By contrast, says Nicole Gustas, a digital marketer from Boston, the situation in the US and UK has exceeded her worst fears. “The experience of being here in NZ and watching the rest of the world – except for Taiwan, Korea, a few other places – has been like watching a horror movie, when you’re shouting: ‘Don’t go in! … ‘You’re not in a lockdown, the malls are full!’”

Gustas and her partner had been approaching the end of a two-month working holiday in New Zealand in mid-March when their departure was cancelled. An old friend in Wellington invited them to live with her for the lockdown. “We did not realise it was going to be 54 days – and yet we are all still friends,” says Gustas. “We’re so grateful to them – and to New Zealand.”

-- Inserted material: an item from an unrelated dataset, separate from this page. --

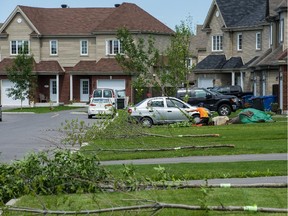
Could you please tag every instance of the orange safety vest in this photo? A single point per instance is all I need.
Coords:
(203, 112)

The government’s response not only highlighted to her “what a lockdown really is” but the false dichotomy of saving lives or the economy, with the economy bouncing back from recession earlier this month. “New Zealand is a very capitalist country, they just made a decision to put lives first.”

With her visa set to expire in March, Gustas has been busy spending on domestic tourism and hospitality “as a way to show our appreciation” – though she knows to exercise discretion when calling loved ones in the US and UK.

“We went to the movies, to dinner, to this winery, the beach – we’re able to do all this stuff that no one else has the option to do … Even from call to call, people will want to hear what it is like in a normal country, and then in the next call, they’re just crushed.”

But their advice has been consistent, says Gustas. “Everyone we know in the US has told us – don’t come back.”